Гофмаршал торопливо встал со своего кресла, ковыляя, побрел к столу и отпер ящик, в котором сохранялась записка графини Трахенберг. Осторожно взял он своими тонкими пальцами розовую бумажку и с коварной улыбкой показал ее герцогине.

– Блаженные воспоминания, ваше высочество, душистый розовый листок, и больше ничего, а между тем он стоил мне несколько тысяч! – воскликнул он, смеясь, и бросил записку назад в ящик; после того он вынул сверток бумаг, перевязанный черной лентой. – Вот, мой друг! – сказал он, передавая его Майнау, который тотчас же развязал его.

– А вот тут наверху лежит распоряжение дяди Гизберта относительно Габриеля! – воскликнул Майнау, вынимая из середины свертка маленькую бумажку. – Это, верно, последнее письменное выражение его воли?

– Да, это была последняя его воля, – с невозмутимым спокойствием подтвердил гофмаршал, возвращаясь к своему креслу.

Майнау взял еще несколько бумаг и разложил их рядом на столе.

– Странно! – заметил он. – Это последнее распоряжение, как я слышал, было написано за несколько часов до его смерти, а между тем здесь тот же его неизменный своеобразный почерк – приближение смерти не уменьшило твердости его руки! Тем лучше, иначе легко можно было бы усомниться в неподдельности этой записки, написанной без законных свидетелей.

Герцогиня с любопытством взяла у него из рук бумажку.

– Характерный почерк, но его трудно разбирать, – заметила она. – «Я предназначаю Габриеля для духовного звания; он должен поступить в монастырь и молиться там за свою глубоко падшую мать», – читала она, запинаясь.

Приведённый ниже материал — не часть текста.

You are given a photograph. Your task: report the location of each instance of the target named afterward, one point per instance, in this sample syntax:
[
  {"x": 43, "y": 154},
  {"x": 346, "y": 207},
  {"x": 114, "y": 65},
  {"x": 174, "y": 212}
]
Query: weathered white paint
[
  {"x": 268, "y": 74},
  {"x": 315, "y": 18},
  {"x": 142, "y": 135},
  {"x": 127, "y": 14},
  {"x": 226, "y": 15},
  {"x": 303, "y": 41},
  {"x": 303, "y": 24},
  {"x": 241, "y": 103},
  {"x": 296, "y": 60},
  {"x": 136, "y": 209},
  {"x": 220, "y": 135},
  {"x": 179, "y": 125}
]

– Не хочешь ли и ты, Юлиана, взглянуть на эти последние распоряжения умершего? – небрежно обратился Майнау к молодой женщине, которая стояла за пустым креслом, положив руки на его спинку.

Очевидно, он хотел пристыдить ее; Лиана чувствовала это и потому даже не подняла глаз. Никто из присутствующих не угадывал значения этой сцены, только для нее каждое слово было метко направленным ударом ножа. Зачем она была так неосторожна, что приподняла завесу, на которую указала ей Лен?.. Майнау держал перед нею две записки, и она, не дотрагиваясь до них руками, внимательно сравнивала их между собою. Это был одинаковый почерк до мельчайших подробностей, и притом такой оригинальный, такой своеобразный, что подделка его была бы немыслима, и все же…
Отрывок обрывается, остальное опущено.